AWS Big Data Blog

Building and Running a Recommendation Engine at Any Scale

by Mortar Data | on | Permalink | Comments |  Share

This is a guest post by K Young, co-founder and CEO of Mortar Data. Mortar Data is an AWS advanced technology partner.

UPDATE: MortarData has transitioned into Datadog and has wound down the public Mortar service. The tutorial below no longer works. To learn more about building a recommendation engine on AWS, see Building a Recommendation Engine with Spark ML on Amazon EMR using Zeppelin.


This post shows you how to build a powerful, scalable, customizable recommendation engine using Mortar Data and run it on AWS. You’ll fork an open-source template project, so you won’t have to build from scratch, and you’ll start seeing results fast.

A companion webinar will be held at 11AM PT on December 17, 2014. This webinar will include a live demo, plus additional background material on recommendation engine motivation, theory, and technologies, plus advice for avoiding technical and business missteps. K will also be available for Q&A. Register here.

Why Build a Custom Recommendation Engine?

Most of us have experienced the power of personalized recommendations firsthand. Maybe you found former colleagues and classmates with LinkedIn’s “People You May Know” feature. Perhaps you watched a movie because Netflix suggested it to you. And you’ve most likely bought something that Amazon recommended under “Frequently Bought Together” or “Customers Who Bought This.” Recommendation engines account for a huge share of revenue and user activity, often 30 to 50 percent, at those companies and countless others.
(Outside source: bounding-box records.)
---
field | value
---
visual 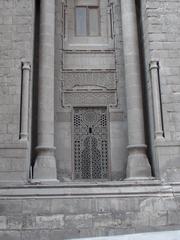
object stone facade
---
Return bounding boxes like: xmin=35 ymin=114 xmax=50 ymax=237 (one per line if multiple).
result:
xmin=0 ymin=0 xmax=180 ymax=240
IndiaMart, the world’s second-largest B2B marketplace according to the Economic Times, implemented a custom recommendation engine using Mortar Data in just one week. Since that time the company has reported a 30 percent increase in click-through rate.

The open-source recommendation engine provided by Mortar Data is robust, easy to operate, and very customizable. The Mortar platform-as-a-service runs almost entirely on top of AWS primarily using Amazon Elastic MapReduce (Amazon EMR), along with Amazon Simple Storage Service (Amazon S3) and Amazon DynamoDB, making the execution and operations of such a recommendation system cost-effective and straightforward.

Below, I’ll outline how the recommendation engine works and show you how to implement one yourself.

How does Mortar Data’s Recommendation Engine Work?

The Mortar recommendation engine is a collaborative filtering system, meaning that it bases recommendations on the preferences of many users. In general, the input data can be just about anything—product purchases, favorites of social media posts, article shares, video plays—just as long as each record captures an interaction between a user and an item. You can also add links directly between items (books by the same author, for instance).

By default, the recommendation engine produces two sets of recommendations: user-item (personalized recommendations for individual users) and item-item (similar to Amazon’s “Customers Who Bought This” recommendations). Here is a diagram of what a full recommender pipeline looks like in production, with a green box around the portion of the pipeline that is powered by open code and works out of the box with Mortar running on AWS:

Getting Started

To get started, you’ll need a Mortar account. If you don’t have a Mortar login, you can sign up for a free trial here.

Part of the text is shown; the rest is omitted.